PARIS (Reuters) - Gérard Collomb abandonne le navire ballotté de la Macronie après en avoir été un pilier, un départ au goût de divorce avec celui dont il disait il y a deux ans qu'il était le seul à pouvoir "faire gagner le camp progressiste".
Emmanuel Macron n'a pas su retenir son ministre de l'Intérieur, pas plus qu'il n'a su empêcher celui de la Transition écologique, Nicolas Hulot, autre figure emblématique du gouvernement, de claquer la porte le 28 août.
Les deux ministres d'Etat ont mis le président de la République devant le fait accompli dans un geste de défiance : Nicolas Hulot en annonçant son départ sur France Inter, Gérard Collomb dans Le Figaro.
Le premier avait dressé un tableau sévère du fonctionnement du gouvernement - "Je n'y crois plus", avait confié l'ancien animateur de télévision.
Le second a critiqué début septembre un "manque d'humilité" du gouvernement, avant de s'épancher devant des journalistes de la presse régionale sur l'isolement d'Emmanuel Macron - "Nous ne sommes pas nombreux à pouvoir encore lui parler."
"Il va finir par ne plus me supporter.
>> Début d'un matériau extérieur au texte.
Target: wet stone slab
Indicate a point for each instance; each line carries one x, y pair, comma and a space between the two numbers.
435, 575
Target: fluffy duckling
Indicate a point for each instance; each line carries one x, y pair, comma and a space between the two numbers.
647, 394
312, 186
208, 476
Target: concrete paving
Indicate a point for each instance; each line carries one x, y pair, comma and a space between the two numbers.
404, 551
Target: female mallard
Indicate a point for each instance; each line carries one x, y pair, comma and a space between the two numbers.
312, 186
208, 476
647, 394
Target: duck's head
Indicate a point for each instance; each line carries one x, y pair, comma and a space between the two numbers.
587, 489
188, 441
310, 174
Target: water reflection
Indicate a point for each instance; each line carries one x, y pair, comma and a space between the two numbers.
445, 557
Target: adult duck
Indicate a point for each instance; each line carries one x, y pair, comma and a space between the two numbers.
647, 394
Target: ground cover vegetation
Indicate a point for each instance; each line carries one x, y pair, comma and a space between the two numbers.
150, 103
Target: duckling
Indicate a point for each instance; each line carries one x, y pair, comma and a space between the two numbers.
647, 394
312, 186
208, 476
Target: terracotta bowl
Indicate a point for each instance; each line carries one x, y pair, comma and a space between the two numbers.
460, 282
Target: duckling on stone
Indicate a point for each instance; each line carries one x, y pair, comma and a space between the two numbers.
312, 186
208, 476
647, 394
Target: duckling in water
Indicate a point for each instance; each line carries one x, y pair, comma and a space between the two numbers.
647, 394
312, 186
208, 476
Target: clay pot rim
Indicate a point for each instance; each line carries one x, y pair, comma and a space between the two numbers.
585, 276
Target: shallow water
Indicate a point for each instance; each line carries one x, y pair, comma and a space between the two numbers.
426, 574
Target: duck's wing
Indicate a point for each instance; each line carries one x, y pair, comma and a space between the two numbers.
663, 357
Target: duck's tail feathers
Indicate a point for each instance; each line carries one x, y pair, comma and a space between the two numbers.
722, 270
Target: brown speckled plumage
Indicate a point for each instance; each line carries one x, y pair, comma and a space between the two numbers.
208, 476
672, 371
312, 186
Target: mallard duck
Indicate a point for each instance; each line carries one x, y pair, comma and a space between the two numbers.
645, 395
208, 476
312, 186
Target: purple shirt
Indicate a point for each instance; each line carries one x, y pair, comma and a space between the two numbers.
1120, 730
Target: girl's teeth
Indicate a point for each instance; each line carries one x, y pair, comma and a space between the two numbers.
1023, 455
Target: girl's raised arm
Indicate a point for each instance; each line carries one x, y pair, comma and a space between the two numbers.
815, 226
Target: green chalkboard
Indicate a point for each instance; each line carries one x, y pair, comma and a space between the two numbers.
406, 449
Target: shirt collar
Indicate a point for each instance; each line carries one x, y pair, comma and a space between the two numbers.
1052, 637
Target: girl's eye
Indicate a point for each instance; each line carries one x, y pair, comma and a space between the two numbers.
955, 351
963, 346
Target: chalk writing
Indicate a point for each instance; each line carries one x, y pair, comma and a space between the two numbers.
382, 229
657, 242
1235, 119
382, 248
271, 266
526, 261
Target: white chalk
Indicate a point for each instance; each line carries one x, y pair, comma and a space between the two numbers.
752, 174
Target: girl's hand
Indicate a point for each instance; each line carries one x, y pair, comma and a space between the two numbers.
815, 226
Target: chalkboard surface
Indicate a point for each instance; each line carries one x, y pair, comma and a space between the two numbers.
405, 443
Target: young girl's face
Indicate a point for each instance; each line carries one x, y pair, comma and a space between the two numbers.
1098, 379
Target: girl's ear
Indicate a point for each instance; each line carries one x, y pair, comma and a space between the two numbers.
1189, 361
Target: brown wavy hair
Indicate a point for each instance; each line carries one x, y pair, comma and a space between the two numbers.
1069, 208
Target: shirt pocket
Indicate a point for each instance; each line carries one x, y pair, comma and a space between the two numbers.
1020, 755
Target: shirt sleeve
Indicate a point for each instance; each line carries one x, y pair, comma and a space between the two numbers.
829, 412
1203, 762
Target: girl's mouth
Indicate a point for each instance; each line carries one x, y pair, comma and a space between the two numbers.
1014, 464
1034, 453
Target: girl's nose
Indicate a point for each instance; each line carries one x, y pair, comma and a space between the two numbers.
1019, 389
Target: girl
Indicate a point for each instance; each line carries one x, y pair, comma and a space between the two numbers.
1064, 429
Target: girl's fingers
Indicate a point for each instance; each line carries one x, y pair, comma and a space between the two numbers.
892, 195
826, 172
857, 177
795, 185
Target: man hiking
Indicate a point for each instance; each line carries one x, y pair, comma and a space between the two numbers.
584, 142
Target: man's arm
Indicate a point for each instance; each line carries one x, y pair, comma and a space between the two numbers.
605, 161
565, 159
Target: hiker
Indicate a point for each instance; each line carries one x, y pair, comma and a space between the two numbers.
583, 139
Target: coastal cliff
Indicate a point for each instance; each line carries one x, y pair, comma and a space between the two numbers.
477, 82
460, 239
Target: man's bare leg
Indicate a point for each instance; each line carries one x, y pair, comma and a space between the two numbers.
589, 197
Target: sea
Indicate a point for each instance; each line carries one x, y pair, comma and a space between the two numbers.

Mais si tout le monde se prosterne devant lui, il finira par s'isoler", avait ajouté le ministre de l'Intérieur, cité par La Dépêche.
C'est encore par voie de presse, dans L'Express, que l'ex-sénateur-maire socialiste de Lyon a annoncé le 18 septembre son intention de se présenter aux municipales dans sa ville tout en restant au gouvernement jusqu'aux européennes de mai 2019.
Si elle n'a pas vraiment surpris, tant Gérard Collomb est resté présent dans sa ville malgré ses fonctions à un des postes les plus sensibles, cette annonce a jeté un froid dans ses relations avec le président. "C'est compliqué depuis l'annonce de sa candidature", admettait-on lundi soir dans son entourage.
A vrai dire, des fissures étaient déjà apparues depuis quelque temps, notamment avec le Premier ministre, Edouard Philippe, auquel il s'était opposé frontalement sur la limitation de vitesse à 80 km/h sur les routes départementales, et avec l'affaire Alexandre Benalla, un protégé du président filmé en train de brutaliser des manifestants le 1er mai.
MENTOR
Pourtant, tout avait commencé comme une idylle politique entre le grognard Gérard Collomb, 71 ans, député de 1981 à 1988, sénateur de 1999 à 2017, maire de Lyon de 2001 à 2017, et le jeune ministre de l'Economie de François Hollande, jamais élu mais décidé à bousculer le paysage politique français.
Séduit par le positionnement d'Emmanuel Macron au-dessus des clivages politiques traditionnels, il a été un des tout premiers à lui prédire un avenir présidentiel - "Moi j’adhère, je vais lui donner un coup de main", confie en mai 2016 ce cacique du PS alors âgé de 68 ans.
Ce social-démocrate "réformateur", qui fut successivement le soutien de Dominique Strauss-Kahn, Ségolène Royal et François Hollande, met alors au service de son cadet de près de 20 ans ses réseaux et le pousse à franchir toutes les étapes d'une conquête du pouvoir qui n'allait pas de soi.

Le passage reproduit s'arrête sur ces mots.